LoadBalancers are responsible for encrypting/decrypting all network traffic. What this means is that your code (which is in the worker layer)
will only ever deal with raw HTTP traffic.
Authentication
SocketCluster lets you store session data using the socket.session object.
This object gives you access to a cluster of in-memory stores called nData.
You can effectively invoke any of the methods documented here to store and retrieve session data:
https://github.com/topcloud/ndata
For example, to authorize a user, you could check their login credentials and upon
success, you could add an auth token to that session:
socket.session.set('isUserAuthorized', true, callback);
Then, on subsequent events, you could check for that token before handling the event:
socket.session.get('isUserAuthorized', function (err, value) {
if (value) {
}
});
The session object can also be accessed from the req object that you get from
SocketCluster's HTTP server 'req' event (I.e. req.session).

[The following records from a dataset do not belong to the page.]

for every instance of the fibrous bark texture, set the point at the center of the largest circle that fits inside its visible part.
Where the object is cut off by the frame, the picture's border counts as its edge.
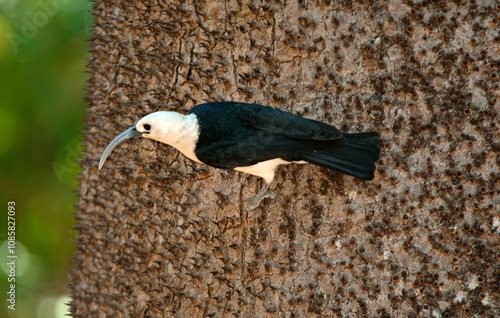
(160, 235)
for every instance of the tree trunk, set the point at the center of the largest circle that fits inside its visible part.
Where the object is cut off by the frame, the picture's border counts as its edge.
(160, 235)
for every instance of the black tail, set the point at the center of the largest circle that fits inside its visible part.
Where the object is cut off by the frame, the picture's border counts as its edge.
(357, 157)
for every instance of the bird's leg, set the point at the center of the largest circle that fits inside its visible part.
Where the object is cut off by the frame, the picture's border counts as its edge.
(263, 193)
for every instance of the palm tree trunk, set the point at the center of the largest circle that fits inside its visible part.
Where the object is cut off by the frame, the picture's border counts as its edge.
(160, 235)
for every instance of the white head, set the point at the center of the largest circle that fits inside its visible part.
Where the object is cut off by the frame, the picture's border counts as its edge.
(164, 126)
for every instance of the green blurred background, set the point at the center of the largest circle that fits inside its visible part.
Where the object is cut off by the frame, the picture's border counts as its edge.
(43, 57)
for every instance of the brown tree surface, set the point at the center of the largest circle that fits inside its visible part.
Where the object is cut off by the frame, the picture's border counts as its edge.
(160, 235)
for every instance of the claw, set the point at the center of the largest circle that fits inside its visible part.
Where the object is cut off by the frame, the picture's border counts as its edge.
(263, 193)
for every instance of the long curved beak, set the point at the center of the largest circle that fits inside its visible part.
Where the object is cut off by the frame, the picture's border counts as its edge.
(127, 134)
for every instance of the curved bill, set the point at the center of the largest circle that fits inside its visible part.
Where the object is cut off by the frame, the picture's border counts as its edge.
(127, 134)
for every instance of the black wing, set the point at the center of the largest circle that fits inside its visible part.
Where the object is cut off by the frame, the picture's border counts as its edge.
(238, 135)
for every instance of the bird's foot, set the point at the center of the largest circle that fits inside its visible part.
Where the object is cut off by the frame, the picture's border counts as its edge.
(263, 193)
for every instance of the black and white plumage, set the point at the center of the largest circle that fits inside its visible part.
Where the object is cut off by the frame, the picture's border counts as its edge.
(255, 139)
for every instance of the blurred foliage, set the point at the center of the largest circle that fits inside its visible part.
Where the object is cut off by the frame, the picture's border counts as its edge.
(43, 56)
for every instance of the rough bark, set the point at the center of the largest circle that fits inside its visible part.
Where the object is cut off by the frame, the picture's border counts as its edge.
(160, 235)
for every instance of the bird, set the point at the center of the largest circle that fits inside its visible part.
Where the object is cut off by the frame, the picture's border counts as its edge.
(256, 139)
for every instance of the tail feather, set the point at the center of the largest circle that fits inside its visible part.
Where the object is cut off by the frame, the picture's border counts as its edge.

Contribute to SocketCluster
- Tests needed - While some of the underlying modules of SC are well tested,
it would be nice to add some higher-level tests to help maintain high code quality.
- Benchmarks - It would be nice to have some formal benchmarks comparing SocketCluster's performance with alternatives to
get a better view of its strengths and weaknesses. Also having some graphs to prove that SocketCluster scales linearly as
you add more workers/CPUs would be nice. This has been verified informally with a few CPU cores, but more thorough testing would be welcome!
- Speed - More speed is always better!
API (Documentation coming soon)
SocketCluster
Exposed by require('socketcluster').SocketCluster
.
SocketCluster(opts:Object)
Creates a new SocketCluster, must be invoked with the new keyword.
var SocketCluster = require('socketcluster').SocketCluster;
var socketCluster = new SocketCluster({
workers: [9100, 9101, 9102],
stores: [9001, 9002, 9003],
port: 8000,
appName: 'myapp',
workerController: 'worker.js'
});
Documentation on all supported options is coming soon (there are around 30 of them - Most of them are optional).
SocketWorker
A SocketWorker object is passed as the argument to your workerController's run(worker) function.
Example - Inside worker.js:
module.exports.run = function (worker) {
}
ClusterServer
A ClusterServer instance is returned from worker.getWSServer() - You use it to handle WebSocket connections.